There are Thunderbolt to PCIe boxes that you can get and put a PCIe card in it. I have one made by Atto for Dual 10Gbps ethernet. Its basically a box with a PCIe slot in it that uses Thunderbolt. In many ways, its no different than pro users today who use MacBook Pros. This is just craploads faster.
But thunderbolt speeds are expressed in Mbps while PCI-E speeds are expressed in MBps. So there is a whole magnitude of speed difference. Now if the speeds were actually comparable then I would say this design is genius. Because it would be sized for most people and those who need expansion would attach a box. But given the speed difference it isn't quite there yet.
So as I understand it thunderbolt 1 was PCI-E 2.0 x4. So this is PCI-E 3.0 x4. Now perhaps most of these speciality expansion cards can run at that speed effectively.

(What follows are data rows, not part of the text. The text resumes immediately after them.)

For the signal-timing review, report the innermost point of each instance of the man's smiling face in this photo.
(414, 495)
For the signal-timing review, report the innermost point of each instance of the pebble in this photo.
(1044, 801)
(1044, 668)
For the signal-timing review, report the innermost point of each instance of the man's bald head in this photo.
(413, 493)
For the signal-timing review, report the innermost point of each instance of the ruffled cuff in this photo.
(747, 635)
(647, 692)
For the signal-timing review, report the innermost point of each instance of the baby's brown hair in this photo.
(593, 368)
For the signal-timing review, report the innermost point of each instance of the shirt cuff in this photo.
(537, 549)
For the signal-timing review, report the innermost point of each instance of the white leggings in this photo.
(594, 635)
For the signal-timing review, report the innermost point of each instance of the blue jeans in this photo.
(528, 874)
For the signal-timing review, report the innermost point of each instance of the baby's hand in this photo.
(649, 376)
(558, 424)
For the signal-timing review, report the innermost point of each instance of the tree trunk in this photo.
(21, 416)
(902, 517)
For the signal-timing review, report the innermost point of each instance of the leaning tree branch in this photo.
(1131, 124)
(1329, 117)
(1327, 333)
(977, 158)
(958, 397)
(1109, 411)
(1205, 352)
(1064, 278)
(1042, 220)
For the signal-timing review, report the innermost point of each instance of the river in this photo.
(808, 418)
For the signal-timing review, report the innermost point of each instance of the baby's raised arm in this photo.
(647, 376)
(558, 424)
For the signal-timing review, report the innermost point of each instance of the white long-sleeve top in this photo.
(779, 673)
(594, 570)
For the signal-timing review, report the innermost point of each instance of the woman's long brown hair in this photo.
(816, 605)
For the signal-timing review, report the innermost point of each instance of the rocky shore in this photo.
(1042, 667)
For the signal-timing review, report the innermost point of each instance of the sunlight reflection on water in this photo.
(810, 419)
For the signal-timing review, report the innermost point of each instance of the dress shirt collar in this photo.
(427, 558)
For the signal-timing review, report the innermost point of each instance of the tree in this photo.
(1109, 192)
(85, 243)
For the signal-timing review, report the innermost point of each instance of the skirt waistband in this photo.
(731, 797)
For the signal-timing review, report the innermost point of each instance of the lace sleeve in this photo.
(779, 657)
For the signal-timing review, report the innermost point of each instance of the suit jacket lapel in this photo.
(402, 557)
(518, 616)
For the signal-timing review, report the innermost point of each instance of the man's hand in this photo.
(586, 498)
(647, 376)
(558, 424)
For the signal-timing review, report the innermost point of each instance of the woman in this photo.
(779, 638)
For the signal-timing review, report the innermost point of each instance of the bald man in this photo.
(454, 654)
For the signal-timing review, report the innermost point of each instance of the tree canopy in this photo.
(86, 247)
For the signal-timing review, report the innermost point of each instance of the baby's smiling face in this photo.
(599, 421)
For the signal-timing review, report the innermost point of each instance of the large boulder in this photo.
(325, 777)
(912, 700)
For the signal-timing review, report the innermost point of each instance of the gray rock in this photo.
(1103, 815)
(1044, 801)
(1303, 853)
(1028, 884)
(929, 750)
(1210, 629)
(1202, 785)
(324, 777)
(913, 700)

But somehow I doubt it if they are to accelerate 4k+ full data rate raw video. Plus Thunderbolt has some overhead.
If someone can get the job done on MacBook Pro then this would be great. But this is supposed to be an upgrade for current Mac Pro users who have likely upgraded their machines. It's a whole other level of performance expectation.
To tell you the truth I don't really know much about what video editors need but I'd imagine they need everything they can get. At least some of them. And those people will be pushed to Windows. So this machine by its design is pushing away a subset, however small, of its prior users.
Also while I know their revenue model depends on people buying whole new machines it's disheartening to know that not even one (overpriced) option exists for people who want to upgrade or expand a Mac OS running machine. The old Mac Pro premium pretty much priced an upgradability tax. And people accepted that. But now that's not even an option anywhere in the line up.